Horton wins Troy Invy crown

Matt Horton’s steady short game edged Dan Russo’s consistent long game to win the 71st Troy Invitati

Matt Horton’s steady short game edged Dan Russo’s consistent long game to win the 71st Troy Invitational Sunday at the Country Club of Troy.

Horton, a 23-year-old member of the host club, sank a 24-foot birdie putt on the second extra hole to clip the 56-year-old Hagaman native and former Troy Invy champ.

Horton, who has had several close calls in the final round of the Troy Invy in recent years, shot a six-over-par 77 in the final round to finish with an eight-over-par 221 in regulation play. Russo, who now plays out of Schuyler Meadows after several decades at Rolling Hills at Antlers, closed with a final-round 75.

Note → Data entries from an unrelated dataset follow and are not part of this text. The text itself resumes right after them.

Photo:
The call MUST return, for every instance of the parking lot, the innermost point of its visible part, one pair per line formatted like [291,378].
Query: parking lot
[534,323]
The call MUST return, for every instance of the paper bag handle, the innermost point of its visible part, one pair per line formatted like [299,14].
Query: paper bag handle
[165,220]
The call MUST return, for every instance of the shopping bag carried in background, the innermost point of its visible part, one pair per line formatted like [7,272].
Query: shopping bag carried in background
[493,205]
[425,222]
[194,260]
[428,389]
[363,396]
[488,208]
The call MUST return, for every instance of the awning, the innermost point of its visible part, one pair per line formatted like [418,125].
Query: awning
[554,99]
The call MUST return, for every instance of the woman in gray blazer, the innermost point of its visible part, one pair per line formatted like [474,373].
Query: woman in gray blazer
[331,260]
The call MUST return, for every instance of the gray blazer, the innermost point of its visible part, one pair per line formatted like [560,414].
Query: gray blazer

Horton, a College of Saint Rose graduate, needed to get up-and-down for par on the final hole just to get into the playoff, while Russo neatly two-putted for par from 18 feet.

On the first extra hole, the 387-yard opening hole, both players hit perfect drives, leaving them wedges to the green. Horton missed the green to the left, but pitched up to about a foot and tapped in for another up-and-down par. Russo’s 20-footer for birdie came up just short.

Play shifted to the 369-yard 17th hole for the second playoff hole. Both players missed the fairway, with Horton on the right and Russo near a hill in the high grass on the left. Both players reached the green in regulation, but Russo was about eight feet shorter, meaning Horton got to putt first.

“I knew I didn’t want to leave my putt short,” said Horton. “I thought it was an advantage to putting first.”

Neither player hit the ball very well all day. “It was kind of ugly out there. I hit only four greens all day, but my short game was great,” Horton said. “I haven’t been playing much since I got my new job as a financial advisor. This was my first tournament round since last year’s Invitational.”

Despite his solid finish, the long-hitting Russo was frustrated with all aspects of his game.

“This [the tournament] should have been over a long time ago,” he said. “I can’t get a simple sand wedge on the green. And I missed two two-footers. I lost my confidence, and I haven’t played well this year. It’s just like in bowling when you can’t make a 10-pin. You end up leaving six 10-pins. Or it’s like if you’re [former Yankees second baseman] Chuck Knobloch in baseball. The ball always seems to find you when you have no confidence.”


(Par 71-213)

x-Matt Horton 75-221; Dan Russo 77-221; Matt Clarke 74-223; Dave Mooradian 70-225; Mark Sabatino 78-225; Chad Stofer 76-226; Johnathan Clark 75-227; Mike Wheeler 75-229; Alex Bringsjord 78-230; E.J. Cardish 76-231; Jim Bologna 83-232; Patrick Murphy 73-232; Eric Snow 74-234; Jon-Michael Socaris 234; Jim Welch 84-240; John Downey 81-242; Justin Deitz 81-242; Ben Gardenier 83-247; Tyler Penn 83-247; Kevin Cassidy 77-248; Tony DiNova 82-254; Steve Kirchner 88-260; Carter Flanigan85-267; Bryan O’Connell 91-270; Nathan Hoffman 83-270; Joe Quillinan Jr. NC; Nick Ziccardi NC; Steve Quillinan Jr. NC.